Menurut HNW, setiap partai tidak bisa maju sendiri dalam Pilpres 2019 sehingga mereka harus berkoalisi, dimana anggota koalisi harus sepakat dalam beberapa hal.

"Bagi PKS, kita sudah menyiapkan 9 nama (capres/cawapres) yang disepakati majelis syuro. 9 nama itulah yang kami bicarakan dengan mitra koalisi melalui tim yang dipimpin sekjen PKS," ujar HNW.
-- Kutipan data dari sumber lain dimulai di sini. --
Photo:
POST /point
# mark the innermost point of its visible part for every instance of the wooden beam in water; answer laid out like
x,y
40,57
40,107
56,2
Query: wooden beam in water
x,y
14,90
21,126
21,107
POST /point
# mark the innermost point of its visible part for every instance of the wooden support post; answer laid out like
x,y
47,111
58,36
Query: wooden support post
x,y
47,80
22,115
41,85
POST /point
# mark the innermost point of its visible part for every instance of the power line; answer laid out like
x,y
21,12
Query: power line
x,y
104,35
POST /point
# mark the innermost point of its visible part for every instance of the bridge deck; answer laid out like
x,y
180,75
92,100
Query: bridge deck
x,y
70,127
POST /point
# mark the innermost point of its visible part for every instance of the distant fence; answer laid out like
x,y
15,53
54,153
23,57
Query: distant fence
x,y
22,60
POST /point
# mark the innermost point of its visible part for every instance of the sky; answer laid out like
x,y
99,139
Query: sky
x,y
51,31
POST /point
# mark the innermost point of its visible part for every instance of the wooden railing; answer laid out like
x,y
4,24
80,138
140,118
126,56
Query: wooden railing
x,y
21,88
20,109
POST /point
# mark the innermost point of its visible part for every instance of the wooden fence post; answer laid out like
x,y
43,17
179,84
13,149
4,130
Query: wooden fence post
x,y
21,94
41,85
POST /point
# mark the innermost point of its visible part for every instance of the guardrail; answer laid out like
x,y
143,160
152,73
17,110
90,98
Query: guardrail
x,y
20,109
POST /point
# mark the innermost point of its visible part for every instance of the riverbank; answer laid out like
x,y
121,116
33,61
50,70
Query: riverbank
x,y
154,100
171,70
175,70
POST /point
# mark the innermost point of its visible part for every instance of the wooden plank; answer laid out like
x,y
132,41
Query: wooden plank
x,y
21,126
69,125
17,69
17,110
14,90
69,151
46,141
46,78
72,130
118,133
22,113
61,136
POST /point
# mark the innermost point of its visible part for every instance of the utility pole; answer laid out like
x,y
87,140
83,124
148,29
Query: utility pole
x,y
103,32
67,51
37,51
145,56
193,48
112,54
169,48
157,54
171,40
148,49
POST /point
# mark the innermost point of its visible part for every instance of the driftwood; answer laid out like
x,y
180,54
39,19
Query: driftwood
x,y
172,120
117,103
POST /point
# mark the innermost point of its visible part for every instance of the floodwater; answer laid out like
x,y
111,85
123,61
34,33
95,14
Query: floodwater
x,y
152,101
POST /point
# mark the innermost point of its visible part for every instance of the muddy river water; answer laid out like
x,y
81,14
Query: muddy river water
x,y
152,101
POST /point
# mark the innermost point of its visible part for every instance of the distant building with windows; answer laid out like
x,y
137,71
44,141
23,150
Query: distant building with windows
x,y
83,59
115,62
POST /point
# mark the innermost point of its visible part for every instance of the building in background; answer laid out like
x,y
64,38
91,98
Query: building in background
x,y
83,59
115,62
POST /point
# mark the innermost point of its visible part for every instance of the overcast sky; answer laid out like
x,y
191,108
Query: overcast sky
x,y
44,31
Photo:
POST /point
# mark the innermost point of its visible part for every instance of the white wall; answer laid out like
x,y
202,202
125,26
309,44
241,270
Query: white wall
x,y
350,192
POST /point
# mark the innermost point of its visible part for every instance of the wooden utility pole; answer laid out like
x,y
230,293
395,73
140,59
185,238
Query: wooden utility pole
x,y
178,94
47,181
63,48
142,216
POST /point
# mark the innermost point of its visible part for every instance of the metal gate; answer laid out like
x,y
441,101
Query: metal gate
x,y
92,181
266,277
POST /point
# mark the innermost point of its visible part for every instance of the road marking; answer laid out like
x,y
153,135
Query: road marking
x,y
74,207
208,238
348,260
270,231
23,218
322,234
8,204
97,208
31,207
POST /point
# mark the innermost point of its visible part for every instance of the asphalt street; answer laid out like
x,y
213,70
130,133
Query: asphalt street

Diketahui sebelumnya, PKS sudah mengusung ke-9 kadernya untuk maju sebagai capres/cawapres, antara lain Gubernur Jawa Barat Ahmad Heryawan (Aher), Wakil Ketua MPR Hidayat Nur Wahid, mantan Presiden PKS Anis Matta, Gubernur Sumatera Barat Irwan Prayitno, Presiden PKS saat ini Sohibul Iman, Ketua Majelis Syuro PKS Salim Segaf Al Jufri, mantan Menkominfo Tifatul Sembiring, Muzzamil Yusuf, dan Mardani Ali Sera.

Ketua DPP PKS Almuzzamil Yusuf mengatakan, di antara ke-9 nama tersebut, PKS telah melakukan dialog bersama Prabowo agar ada yang bisa dipilih menjadi pendampingnya dalam Pilpres mendatang.